How long has it been since the state of Mississippi was relevant in the Southeastern Conference?
Consider: The state's last SEC championship was in 1963, when Ole Miss won it. Man had not yet been to the moon, Mississippi State still hadn't integrated (Ole Miss had been integrated for just a year), and the Big Ten was still relevant.
Half a century has passed, and there's a long conference season still to be played, but for the first time in a long, long time, there's reason to believe.
The SEC West has seven teams, and six of them would probably be a favorite in any other conference in the nation. Those six teams all played each other Saturday, and the two from Mississippi were the biggest winners.
Mississippi State, ranked 12th, trounced No. 6 Texas A&M, 48-31, and just may be the conference's best team. Dak Prescott threw for 259 yards and two touchdowns and rushed for 77 yards and three scores. He is making a strong early case for the Heisman Trophy.
This was two weeks removed from Mississippi State's 34-29 manhandling of Louisiana State that was a blowout before the Tigers added two late touchdowns.
Never before had Mississippi State beaten two Associated Press top-10 teams in a season. The Bulldogs just did it in consecutive games. They'll play a third, Auburn, next week.
Ole Miss' win may have been even more impressive. They slugged with Alabama for three quarters before a late touchdown pass and an interception in the end zone won it for the Rebels, 23-17.
Oxford, Miss., has always been a pleasant place to watch a game.
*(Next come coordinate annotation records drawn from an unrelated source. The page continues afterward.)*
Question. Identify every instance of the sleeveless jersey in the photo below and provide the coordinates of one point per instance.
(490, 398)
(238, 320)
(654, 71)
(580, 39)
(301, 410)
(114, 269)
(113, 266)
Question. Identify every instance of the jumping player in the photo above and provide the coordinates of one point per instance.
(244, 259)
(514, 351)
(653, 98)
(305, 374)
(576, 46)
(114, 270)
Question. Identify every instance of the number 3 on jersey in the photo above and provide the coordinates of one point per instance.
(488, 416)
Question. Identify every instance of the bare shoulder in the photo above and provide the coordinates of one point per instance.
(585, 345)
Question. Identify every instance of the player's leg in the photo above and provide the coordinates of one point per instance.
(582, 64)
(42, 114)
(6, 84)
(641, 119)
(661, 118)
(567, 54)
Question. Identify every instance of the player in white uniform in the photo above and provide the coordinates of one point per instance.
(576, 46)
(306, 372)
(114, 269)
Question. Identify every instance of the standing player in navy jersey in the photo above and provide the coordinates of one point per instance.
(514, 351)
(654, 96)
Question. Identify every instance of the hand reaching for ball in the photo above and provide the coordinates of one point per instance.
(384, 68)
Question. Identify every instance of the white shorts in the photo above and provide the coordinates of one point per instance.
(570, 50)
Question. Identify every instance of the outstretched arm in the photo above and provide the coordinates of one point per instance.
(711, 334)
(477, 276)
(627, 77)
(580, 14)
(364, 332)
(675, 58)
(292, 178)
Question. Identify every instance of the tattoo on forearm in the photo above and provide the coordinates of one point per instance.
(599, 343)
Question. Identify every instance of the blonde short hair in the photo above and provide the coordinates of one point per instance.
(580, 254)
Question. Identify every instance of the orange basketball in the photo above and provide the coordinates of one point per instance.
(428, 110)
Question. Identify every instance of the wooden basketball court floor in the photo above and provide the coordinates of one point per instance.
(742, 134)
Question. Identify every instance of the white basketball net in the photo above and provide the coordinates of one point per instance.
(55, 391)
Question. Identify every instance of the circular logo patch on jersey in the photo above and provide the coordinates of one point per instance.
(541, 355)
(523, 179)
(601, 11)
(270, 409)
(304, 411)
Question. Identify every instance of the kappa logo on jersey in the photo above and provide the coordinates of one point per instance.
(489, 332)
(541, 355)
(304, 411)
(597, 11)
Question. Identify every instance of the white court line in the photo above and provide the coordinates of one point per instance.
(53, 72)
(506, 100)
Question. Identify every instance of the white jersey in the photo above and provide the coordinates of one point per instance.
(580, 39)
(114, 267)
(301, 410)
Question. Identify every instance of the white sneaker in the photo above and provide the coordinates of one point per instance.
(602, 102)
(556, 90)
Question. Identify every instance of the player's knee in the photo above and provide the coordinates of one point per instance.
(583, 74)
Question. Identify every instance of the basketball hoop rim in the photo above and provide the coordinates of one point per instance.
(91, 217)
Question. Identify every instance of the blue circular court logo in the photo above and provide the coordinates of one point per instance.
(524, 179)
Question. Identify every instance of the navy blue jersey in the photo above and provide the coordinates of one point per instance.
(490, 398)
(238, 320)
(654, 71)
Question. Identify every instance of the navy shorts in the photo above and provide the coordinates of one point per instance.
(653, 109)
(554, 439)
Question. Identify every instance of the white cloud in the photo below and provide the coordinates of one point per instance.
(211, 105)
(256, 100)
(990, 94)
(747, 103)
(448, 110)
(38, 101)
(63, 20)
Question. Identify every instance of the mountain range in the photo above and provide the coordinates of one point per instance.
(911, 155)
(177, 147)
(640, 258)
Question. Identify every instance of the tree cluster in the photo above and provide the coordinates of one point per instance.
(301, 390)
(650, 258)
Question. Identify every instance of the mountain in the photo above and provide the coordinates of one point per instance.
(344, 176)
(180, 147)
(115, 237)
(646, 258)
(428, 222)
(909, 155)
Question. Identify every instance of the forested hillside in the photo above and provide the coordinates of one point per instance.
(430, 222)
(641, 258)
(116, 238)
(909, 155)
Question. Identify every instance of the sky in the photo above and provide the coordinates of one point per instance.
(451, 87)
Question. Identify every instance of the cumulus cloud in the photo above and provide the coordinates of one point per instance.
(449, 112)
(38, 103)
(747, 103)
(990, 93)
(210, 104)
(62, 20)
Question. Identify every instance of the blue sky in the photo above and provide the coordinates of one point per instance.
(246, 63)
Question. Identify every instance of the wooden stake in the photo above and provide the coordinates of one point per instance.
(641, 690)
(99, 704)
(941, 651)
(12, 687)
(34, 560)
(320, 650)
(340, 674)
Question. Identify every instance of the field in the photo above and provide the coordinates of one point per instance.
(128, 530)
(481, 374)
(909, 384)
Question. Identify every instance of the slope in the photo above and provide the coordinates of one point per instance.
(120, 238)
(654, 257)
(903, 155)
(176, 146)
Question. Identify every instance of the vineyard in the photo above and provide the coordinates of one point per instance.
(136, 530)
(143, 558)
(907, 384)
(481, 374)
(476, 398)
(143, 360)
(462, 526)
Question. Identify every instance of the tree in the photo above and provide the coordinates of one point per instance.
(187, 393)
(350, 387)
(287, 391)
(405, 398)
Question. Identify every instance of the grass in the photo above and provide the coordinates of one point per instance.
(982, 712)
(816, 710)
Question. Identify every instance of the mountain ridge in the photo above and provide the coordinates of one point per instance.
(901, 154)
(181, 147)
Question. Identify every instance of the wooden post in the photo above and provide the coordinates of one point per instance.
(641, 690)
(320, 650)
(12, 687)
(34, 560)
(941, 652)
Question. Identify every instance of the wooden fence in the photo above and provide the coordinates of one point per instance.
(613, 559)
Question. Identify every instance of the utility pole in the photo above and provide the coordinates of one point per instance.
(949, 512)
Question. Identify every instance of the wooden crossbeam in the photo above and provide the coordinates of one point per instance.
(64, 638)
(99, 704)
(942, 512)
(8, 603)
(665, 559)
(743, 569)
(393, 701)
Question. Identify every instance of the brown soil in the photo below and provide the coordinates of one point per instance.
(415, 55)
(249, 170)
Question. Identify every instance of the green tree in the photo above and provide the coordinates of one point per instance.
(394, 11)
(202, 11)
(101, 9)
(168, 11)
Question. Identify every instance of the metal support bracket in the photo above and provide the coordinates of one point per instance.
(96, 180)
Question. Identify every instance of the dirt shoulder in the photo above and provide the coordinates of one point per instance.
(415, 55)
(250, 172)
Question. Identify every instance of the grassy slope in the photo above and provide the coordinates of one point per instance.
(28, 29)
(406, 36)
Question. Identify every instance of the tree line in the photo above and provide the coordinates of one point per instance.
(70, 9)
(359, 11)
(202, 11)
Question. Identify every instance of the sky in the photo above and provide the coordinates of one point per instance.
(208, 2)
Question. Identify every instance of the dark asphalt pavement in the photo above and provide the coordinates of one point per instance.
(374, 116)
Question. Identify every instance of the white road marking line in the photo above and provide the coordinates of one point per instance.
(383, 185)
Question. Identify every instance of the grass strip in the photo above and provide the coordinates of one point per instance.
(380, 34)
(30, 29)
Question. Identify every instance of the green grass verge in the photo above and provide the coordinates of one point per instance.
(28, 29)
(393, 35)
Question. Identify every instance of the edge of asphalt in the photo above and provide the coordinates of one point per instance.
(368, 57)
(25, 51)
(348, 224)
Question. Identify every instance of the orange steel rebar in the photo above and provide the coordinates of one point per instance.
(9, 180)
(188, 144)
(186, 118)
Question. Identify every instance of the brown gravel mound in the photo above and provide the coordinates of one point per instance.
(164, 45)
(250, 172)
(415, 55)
The Grove has some of the best tailgating in the SEC.
Amid all that grilling and drinking and partying, a pretty good football team has suddenly appeared. Ole Miss will host Mississippi State in the last game of the regular season, the annual Egg Bowl.
The Egg Bowl is typically a fitting name, since both teams stink. This time, it could determine the SEC West winner.
Thanks largely to the state of Mississippi, the Nos. 2, 3, 4 and 6 teams in the AP top 25 all lost in the same week.
Arizona knocked off No. 2 Oregon on Thursday, and Texas Christian upset No. 4 Oklahoma, 37-33, on Saturday with an interception-return touchdown in the fourth quarter.
When in doubt, blame the refs
A new rivalry is budding in the Big 12, and despite the upset on Saturday, it's not TCU-Oklahoma. No, this one is Iowa State vs. the refs.
After a 37-20 loss to Oklahoma State, Iowa State Athletic Director Jamie Pollard took the unusual step of airing his grievances against Big 12 officiating in the postgame news conference.
"It's hard to watch ESPN, Fox, other announcers not debate, but feel sorry for Iowa State because maybe there'll be another apology for the call," Pollard said.
The Cyclones have been on the wrong side of several controversial calls recently.
As time expired to end the first half Saturday, an Iowa State goal-line stop was overturned despite the lack of any clear camera view showing a touchdown.
Last week, after an Iowa State loss to Kansas State, the Big 12 apologized after a replay official didn't review a close call. The official was also suspended.
And last year, Iowa State recovered a goal-line fumble against Texas but the play was ruled dead, and Texas later scored. The Cyclones lost that game by a point.
Pollard implied that the calls could be retribution for some past incident.
"Coach [Paul] Rhoads and I, a year and a half ago, raised an issue, and we were the lone vote, and ever since that time, we've been on the short end of the stick," Pollard said.
A rather gruesome moment marred the Ole Miss-Alabama game. After catching a pass, Alabama running back Kenyan Drake went down to the turf and immediately grabbed his left leg.
His screams were picked up by television microphones, and his foot was angled back toward his ankle. Coach Nick Saban said the injury was believed to be a broken leg, and Drake's season could be over.
Drake is one Alabama's best receivers, and his is the second major injury of the week. Brigham Young quarterback Taysom Hill broke his left leg during a loss to Utah State on Friday.
Hill was an outside contender for the Heisman, and before the loss BYU had been a dark-horse candidate for the College Football Playoff.
What is it with Stanford and close games? The Cardinal lost a 13-10 nailbiter to USC in the second week of the season. It lost late again on Saturday at Notre Dame.
Stanford took a 14-10 lead with 3 minutes 1 second to play, but with the game on the line on fourth and 11, Notre Dame's Everett Golson drifted out of the pocket and found Ben Koyack in the corner of the end zone for the winning 23-yard touchdown pass with 1:01 left.